Error / refusal rate changeTwo-proportion test + Wilson 95% CI”The failure rate genuinely rose, not just noise.” Confirmed only when the CIs don’t overlap.
Volume / error-count spikesPoisson or Negative-Binomial”More calls/errors than expected” — won’t cry wolf on bursty-but-normal traffic.
Finish-reason driftJensen-Shannon divergence”The mix of stop / length / content-filter outcomes shifted.”
Cost movementShapley decomposition”Spend rose X% — here’s how much was volume vs. price.”
Baselines are computed per hour-of-week, so a Tuesday-3pm spike is judged against past Tuesday 3pms — not a flat weekly average.

Severity

Findings are graded by significance and effect size and sample size:
  • Critical — strong evidence, large effect, enough data.
  • Warning — significant but smaller or less certain.
  • Info — borderline or low-sample; worth a glance.

Root-cause trajectories

Click a finding to open its trajectory. Orbitrage reconstructs the execution graph of the affected runs — linking parent calls to child calls by explicit trace ids, and, where those are missing, by content overlap between one call’s output and the next call’s input. From that graph it computes:
  • First broken node — the earliest step whose outcome was a failure, timeout, empty response, or refusal.
  • Propagation path — the downstream steps that degraded because of it.
  • Bottleneck — the step on the critical path that ate the most time.
  • Recovery rate — how many affected runs the fallback chain saved.
  • Impact — affected sessions, wasted cost, and extra retries, summed exactly from the data.
Representative run graphs are shown so you can see the cascade, not just read a summary.
Intelligence tab with anomaly findings and a propagation trajectory graph

Explain (the LLM narrative)

The Explain button asks a model (routed through Orbitrage itself) to turn the already-computed facts into a short narrative and a recommended action — for example:
The Research node (claude-sonnet) is timing out on 61% of requests since 14:00 — a provider-side regression.
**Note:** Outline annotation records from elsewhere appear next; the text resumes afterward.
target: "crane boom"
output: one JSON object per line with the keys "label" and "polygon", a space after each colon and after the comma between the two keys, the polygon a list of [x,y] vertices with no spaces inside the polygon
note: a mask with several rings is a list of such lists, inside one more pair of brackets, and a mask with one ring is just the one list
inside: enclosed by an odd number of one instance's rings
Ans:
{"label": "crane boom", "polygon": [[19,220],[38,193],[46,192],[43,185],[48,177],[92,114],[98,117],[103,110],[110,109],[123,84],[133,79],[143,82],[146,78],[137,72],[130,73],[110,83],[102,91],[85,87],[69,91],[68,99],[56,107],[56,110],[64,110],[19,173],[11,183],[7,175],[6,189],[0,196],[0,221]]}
The downstream Writer then gets empty context and refuses. Routing recovers 70% via fallback to gpt-4o-mini, but 38 runs still fail. Fix: route Research to a faster model; check the provider’s status page.
Because it only runs on click and is cached (~30 min), an idle dashboard spends zero LLM tokens on explanations.

Where it shows up

  • The Intelligence tab in a workflow surfaces live findings and trajectories.
  • The Overview page shows org-wide anomalies and incident KPIs.
  • The Ask Analytics assistant can run the same anomaly detection on demand (detect_anomalies, node_drift).
  • Anomaly alerts push breaches to Slack automatically.
The Intelligence layer is descriptive — it tells you what is happening and why, with exact numbers. It does not auto-remediate; recommendations are advisory.